The more we get away from mainstream golf terms, the more difficult it is for our sport to go mainstream.
Why not keep the term par but define it as you are defining it? I think those acronyms sound silly.
Both of these. As much as we want to differentiate ourselves from Ball Golf. How do you describe Disc Golf to someone who has NEVER seen/played it. I've yet to successfully describe the sport without "Basically its golf, but with a frisbee"
I have no issue with par 2's. it is a little bit off from my 25yrs of playing ball golf, but easy enough to think about.
I did this at a local course, that has Par 54 (all 3's) and it would become 51. (per pdga par guidelines for Gold Level) 3 par 2's.
Another local course would be par 48 with 6 par 2's. another would be 52.
I'd like to see longer courses, in the par 60 range (with some 2's, 3's, 4's, and 5's) and it'd be awesome.
The problem is this.

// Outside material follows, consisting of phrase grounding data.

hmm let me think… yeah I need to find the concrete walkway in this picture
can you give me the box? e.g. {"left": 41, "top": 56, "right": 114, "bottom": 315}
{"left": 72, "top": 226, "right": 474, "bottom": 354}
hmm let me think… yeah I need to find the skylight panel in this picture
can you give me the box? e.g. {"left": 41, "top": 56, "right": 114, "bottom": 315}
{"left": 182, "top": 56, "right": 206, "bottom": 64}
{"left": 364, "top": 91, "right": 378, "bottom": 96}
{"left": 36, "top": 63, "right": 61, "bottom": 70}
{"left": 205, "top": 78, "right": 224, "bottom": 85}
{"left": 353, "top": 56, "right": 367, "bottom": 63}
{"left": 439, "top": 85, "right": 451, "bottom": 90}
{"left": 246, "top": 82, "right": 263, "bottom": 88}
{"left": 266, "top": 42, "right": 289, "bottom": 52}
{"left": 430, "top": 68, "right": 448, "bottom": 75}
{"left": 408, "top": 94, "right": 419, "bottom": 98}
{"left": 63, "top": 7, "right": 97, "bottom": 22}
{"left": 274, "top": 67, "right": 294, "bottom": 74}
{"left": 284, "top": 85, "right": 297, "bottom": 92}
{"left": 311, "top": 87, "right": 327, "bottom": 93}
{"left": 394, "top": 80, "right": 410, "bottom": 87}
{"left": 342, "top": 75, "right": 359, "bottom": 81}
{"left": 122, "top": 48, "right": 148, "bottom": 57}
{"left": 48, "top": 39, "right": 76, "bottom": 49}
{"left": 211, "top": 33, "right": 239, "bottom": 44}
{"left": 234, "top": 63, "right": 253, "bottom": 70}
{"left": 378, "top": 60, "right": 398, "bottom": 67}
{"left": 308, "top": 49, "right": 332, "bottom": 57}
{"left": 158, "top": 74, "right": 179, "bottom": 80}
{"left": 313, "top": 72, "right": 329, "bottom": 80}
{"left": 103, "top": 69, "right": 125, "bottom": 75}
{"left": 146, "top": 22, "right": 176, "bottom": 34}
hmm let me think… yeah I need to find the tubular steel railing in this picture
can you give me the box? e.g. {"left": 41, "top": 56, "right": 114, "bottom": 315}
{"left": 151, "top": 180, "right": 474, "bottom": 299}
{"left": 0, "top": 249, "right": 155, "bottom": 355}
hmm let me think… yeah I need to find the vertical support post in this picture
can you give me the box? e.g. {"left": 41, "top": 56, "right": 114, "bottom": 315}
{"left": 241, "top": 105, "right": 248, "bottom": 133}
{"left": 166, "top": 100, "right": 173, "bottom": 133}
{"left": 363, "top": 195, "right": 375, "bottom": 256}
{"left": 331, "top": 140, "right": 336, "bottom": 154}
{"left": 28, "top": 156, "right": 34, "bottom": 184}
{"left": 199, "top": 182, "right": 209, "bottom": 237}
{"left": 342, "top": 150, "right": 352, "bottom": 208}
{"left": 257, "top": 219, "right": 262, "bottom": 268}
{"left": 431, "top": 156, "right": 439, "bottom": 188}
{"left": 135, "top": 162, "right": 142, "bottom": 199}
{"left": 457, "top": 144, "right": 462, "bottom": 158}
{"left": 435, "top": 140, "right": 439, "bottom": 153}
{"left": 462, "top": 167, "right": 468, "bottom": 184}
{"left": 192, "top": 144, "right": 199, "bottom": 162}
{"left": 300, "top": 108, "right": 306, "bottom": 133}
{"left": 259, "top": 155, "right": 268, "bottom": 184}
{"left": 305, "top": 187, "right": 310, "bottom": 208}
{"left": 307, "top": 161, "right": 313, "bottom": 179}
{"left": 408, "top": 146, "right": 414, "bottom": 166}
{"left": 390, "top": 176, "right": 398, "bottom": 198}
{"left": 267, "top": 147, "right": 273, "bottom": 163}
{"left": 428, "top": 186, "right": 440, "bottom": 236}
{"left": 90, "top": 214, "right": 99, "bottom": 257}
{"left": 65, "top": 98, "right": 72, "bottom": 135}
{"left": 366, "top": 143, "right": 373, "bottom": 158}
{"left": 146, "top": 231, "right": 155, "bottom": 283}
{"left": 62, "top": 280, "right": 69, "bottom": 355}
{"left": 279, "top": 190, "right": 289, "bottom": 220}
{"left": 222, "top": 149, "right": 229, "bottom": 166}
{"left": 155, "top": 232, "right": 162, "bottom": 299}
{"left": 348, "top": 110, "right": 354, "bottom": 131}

Ricky throws a putter 400'+. I throw a putter 300'+, my buddy Jack throws 175'+. Do we set par based on what Ricky can throw? or what I can throw? Or what Jack can throw? Unlike ball golf, people all play the same tees, we don't have Gold / Black / White / Red like golf, where people actually play their skill level at the tees.
If we set par based on my abilities, then ricky will be FAR under par. If we set it at Ricky's, then everyone else will be far over par. We don't have the luxury of multiple tees that people actually use for skill level, but we use them as "different courses", if the course even has multiple tees.
I say we set it at 1000 rated players skill level, let the top players blow it away (if we really care about "under par" it could be adjusted for NT's they play)
I think we need to do a better job of getting SSE/SSA set at each course, and making that course par. Then having local knowledgeable folks set which holes are adjusted up/down to match the SSE/SSA. and bam we have Par for each hole. Most courses SSE is under 3 per hole, so a few par 2's would be needed.